Milletime ve bütün insanlığa, her şeyi, en somut delillerini göstere göstere, izlete izlete anlatacağım. Sonra da “Kalkın, on milyonlarca bebeğin, çocuğun, genç kızın, genç kadının intikamını almaya… İnsan kaçakçılarını, organ kaçakçılarını, namus ve insanlık düşmanlarını gömmeye gidiyoruz. Dünyadaki fitnenin, sadistliğin, terörün, sömürü sisteminin merkez üslerini bitirmeye gidiyoruz. Bunu yapmak vazife olduğu gibi, böyle yaptığımızdan hemen sonra maddi ve manevi bütün sorunlarımız hemen çözülmüş oluyor.” diyeceğim.
Suriye’den kaçmamış, vatanını terk etmemiş… Suudi, Katar, BAE, İngiliz, ABD başta olmak üzere malum terör koalisyonu olan ülkelerin tesis ettiği sözde İslami terör örgütlerince evlatları öldürülmüş, anneleri babaları öldürülmüş ve kısas hakkı olan gerçek Suriyelileri, o onurlu insanları da bu mücadeleye davet edeceğim. “Haydi, mazlumun, zalimden hesap sorma günü bu gündür.
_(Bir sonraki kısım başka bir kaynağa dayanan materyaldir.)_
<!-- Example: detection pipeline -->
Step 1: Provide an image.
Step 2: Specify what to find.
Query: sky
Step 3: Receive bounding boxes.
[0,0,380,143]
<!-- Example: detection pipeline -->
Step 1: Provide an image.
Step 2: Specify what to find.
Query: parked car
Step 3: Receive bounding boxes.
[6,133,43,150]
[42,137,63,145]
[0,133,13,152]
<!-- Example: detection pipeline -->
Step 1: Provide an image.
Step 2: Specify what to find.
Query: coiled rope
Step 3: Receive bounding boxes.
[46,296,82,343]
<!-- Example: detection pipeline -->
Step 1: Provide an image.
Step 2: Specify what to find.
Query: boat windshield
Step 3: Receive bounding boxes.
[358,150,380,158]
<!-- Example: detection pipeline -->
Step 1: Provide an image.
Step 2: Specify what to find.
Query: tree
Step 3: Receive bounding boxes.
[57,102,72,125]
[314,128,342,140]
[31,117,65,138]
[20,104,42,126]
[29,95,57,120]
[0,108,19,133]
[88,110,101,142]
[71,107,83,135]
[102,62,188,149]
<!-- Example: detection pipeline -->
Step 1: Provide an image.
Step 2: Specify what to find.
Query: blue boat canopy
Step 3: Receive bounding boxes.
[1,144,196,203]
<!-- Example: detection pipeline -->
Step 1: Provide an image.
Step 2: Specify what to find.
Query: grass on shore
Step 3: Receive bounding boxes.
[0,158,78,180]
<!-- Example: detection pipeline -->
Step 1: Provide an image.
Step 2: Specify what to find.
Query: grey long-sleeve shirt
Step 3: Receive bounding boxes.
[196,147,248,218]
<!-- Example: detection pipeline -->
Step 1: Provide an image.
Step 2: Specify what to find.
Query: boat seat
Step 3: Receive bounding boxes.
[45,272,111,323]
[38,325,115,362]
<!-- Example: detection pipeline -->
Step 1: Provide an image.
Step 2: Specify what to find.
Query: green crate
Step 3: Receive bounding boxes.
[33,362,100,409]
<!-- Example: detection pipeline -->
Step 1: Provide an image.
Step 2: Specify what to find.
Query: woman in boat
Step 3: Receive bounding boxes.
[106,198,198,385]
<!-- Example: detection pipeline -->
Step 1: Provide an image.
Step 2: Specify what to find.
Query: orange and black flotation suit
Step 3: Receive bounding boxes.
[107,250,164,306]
Sizler de sömürüye baş kaldırın. İntikamızını alın ve maddi manevi bütün sorunlarınızı bir anda çözün. Bu devlet ya da devletçik görünümündeki terör ve ihanet merkezleri imha edilmeden ne ülkelerimizin, ne bölgemizin ne de dünyanın sorunları biter. Gün, bu gündür” diyeceğim.
Bu savaştan ganimet almak isteyen Iraklılar, Suriyeliler, Ürdünlüler, Mısırlılar, güney Azerbaycanlılar ve Türk dünyası ülkelerinden her kim varsa onları da asker yapacağım. 50 yaşına kadar olan erkeklerin asker olmalarını kabul edeceğim. Herhangi bir eğitim şartı koşmayacağım.
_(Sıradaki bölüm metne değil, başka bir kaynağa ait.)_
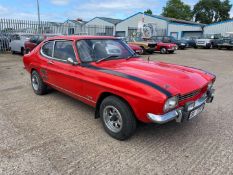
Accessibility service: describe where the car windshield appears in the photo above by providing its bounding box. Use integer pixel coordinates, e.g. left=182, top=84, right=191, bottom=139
left=134, top=37, right=144, bottom=42
left=77, top=39, right=134, bottom=62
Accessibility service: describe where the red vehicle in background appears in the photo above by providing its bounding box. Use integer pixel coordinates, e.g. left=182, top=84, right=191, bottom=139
left=155, top=42, right=178, bottom=54
left=128, top=44, right=143, bottom=55
left=24, top=35, right=56, bottom=54
left=145, top=39, right=178, bottom=54
left=23, top=36, right=216, bottom=140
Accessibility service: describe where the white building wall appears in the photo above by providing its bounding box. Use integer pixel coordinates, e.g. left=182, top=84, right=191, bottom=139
left=168, top=23, right=203, bottom=39
left=85, top=17, right=116, bottom=35
left=85, top=18, right=114, bottom=27
left=116, top=13, right=167, bottom=36
left=204, top=20, right=233, bottom=36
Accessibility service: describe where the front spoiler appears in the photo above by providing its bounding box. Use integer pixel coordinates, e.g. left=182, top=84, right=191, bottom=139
left=147, top=92, right=214, bottom=124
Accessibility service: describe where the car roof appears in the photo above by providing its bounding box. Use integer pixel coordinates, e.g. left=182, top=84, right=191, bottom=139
left=46, top=35, right=117, bottom=41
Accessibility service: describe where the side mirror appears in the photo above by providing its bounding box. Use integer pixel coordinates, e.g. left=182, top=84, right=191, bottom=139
left=67, top=58, right=78, bottom=66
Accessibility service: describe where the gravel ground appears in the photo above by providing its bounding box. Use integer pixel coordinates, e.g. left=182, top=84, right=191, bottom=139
left=0, top=49, right=233, bottom=175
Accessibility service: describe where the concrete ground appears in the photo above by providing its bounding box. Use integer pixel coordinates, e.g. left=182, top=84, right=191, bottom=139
left=0, top=49, right=233, bottom=175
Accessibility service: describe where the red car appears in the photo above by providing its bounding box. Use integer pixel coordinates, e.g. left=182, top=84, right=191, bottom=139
left=128, top=44, right=143, bottom=55
left=24, top=35, right=55, bottom=54
left=23, top=36, right=216, bottom=140
left=155, top=42, right=178, bottom=54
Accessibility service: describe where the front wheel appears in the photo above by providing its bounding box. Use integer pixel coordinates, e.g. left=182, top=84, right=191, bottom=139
left=100, top=96, right=136, bottom=140
left=169, top=50, right=175, bottom=54
left=160, top=47, right=167, bottom=54
left=31, top=71, right=47, bottom=95
left=141, top=47, right=146, bottom=55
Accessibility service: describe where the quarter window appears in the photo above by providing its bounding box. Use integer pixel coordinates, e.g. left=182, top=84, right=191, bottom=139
left=54, top=41, right=75, bottom=61
left=42, top=41, right=53, bottom=57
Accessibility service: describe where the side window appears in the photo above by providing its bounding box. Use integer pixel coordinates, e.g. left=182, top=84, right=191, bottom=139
left=54, top=41, right=75, bottom=61
left=41, top=41, right=53, bottom=57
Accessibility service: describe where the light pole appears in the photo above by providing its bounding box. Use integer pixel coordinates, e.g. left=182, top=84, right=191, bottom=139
left=36, top=0, right=41, bottom=34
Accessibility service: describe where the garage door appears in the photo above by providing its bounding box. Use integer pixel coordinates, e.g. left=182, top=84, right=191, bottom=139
left=182, top=31, right=203, bottom=38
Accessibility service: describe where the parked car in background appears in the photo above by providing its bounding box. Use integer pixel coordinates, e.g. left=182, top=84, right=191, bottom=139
left=116, top=37, right=143, bottom=55
left=196, top=34, right=221, bottom=49
left=128, top=37, right=156, bottom=54
left=128, top=44, right=143, bottom=55
left=149, top=38, right=178, bottom=54
left=23, top=36, right=216, bottom=140
left=9, top=33, right=33, bottom=55
left=24, top=34, right=56, bottom=54
left=0, top=35, right=10, bottom=51
left=218, top=37, right=233, bottom=50
left=181, top=38, right=197, bottom=48
left=151, top=36, right=187, bottom=49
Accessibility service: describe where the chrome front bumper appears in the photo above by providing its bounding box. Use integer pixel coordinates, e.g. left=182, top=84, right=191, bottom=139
left=147, top=93, right=214, bottom=124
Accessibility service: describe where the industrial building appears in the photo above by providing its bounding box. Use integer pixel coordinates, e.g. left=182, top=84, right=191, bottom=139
left=204, top=19, right=233, bottom=36
left=85, top=12, right=233, bottom=39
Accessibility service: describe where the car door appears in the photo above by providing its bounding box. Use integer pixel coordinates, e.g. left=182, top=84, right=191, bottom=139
left=46, top=40, right=82, bottom=96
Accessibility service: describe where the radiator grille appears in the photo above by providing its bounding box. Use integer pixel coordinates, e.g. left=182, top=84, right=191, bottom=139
left=179, top=90, right=201, bottom=101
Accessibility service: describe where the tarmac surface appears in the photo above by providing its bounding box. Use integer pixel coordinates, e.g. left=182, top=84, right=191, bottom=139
left=0, top=49, right=233, bottom=175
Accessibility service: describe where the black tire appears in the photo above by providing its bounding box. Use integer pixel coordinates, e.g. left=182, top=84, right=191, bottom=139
left=25, top=49, right=30, bottom=54
left=11, top=50, right=15, bottom=55
left=20, top=47, right=24, bottom=55
left=141, top=46, right=146, bottom=55
left=160, top=47, right=167, bottom=54
left=100, top=96, right=137, bottom=140
left=31, top=70, right=47, bottom=95
left=169, top=50, right=175, bottom=54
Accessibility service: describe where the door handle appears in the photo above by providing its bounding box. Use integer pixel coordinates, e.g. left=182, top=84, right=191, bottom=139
left=48, top=61, right=54, bottom=64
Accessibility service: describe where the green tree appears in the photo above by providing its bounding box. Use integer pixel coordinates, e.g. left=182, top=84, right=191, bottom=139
left=193, top=0, right=232, bottom=24
left=144, top=9, right=153, bottom=15
left=162, top=0, right=193, bottom=20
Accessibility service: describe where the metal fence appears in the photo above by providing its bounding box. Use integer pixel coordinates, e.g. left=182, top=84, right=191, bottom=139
left=0, top=19, right=114, bottom=52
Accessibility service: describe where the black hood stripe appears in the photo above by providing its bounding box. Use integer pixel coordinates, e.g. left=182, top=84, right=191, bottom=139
left=82, top=64, right=172, bottom=98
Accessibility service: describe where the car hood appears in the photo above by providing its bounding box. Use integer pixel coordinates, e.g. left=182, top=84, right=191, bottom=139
left=93, top=58, right=213, bottom=95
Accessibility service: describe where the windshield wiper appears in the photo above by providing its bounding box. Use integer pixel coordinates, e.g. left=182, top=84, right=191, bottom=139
left=96, top=55, right=119, bottom=63
left=126, top=53, right=139, bottom=60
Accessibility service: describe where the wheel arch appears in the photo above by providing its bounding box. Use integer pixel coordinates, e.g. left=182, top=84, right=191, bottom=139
left=95, top=92, right=137, bottom=119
Bu kadarını anlattım, anlatmadığım kısımları da tahmin edilebilir. Sözü uzatmıyorum. İşte böyle başımızdaki hainlere, milletimizin arasındaki o masonlara ve satanistlere, o kara paracı sadistlere böyle toptan restimi çekiyorum. Ben bu ülkede devrim yapmaya kalkıyorum. Şu anda adresimdeyim, yurt içinden ya da dışından, tek ya da ittifak halinde gücü yeten, benim karşıma dikilebileceğini düşünen her kim ya da kimler/gruplar hatta ordular varsa, kalkabiliyorlarsa şimdi, şimdi, benden önce ayağa kalksınlar. Kalkabilseler de kalkamasalar da zaten çatışmamız başlıyor.
Benim gücümün yettiği yere, onların hayalleri hatta kullandıkları yapay zekaları bile yetmez.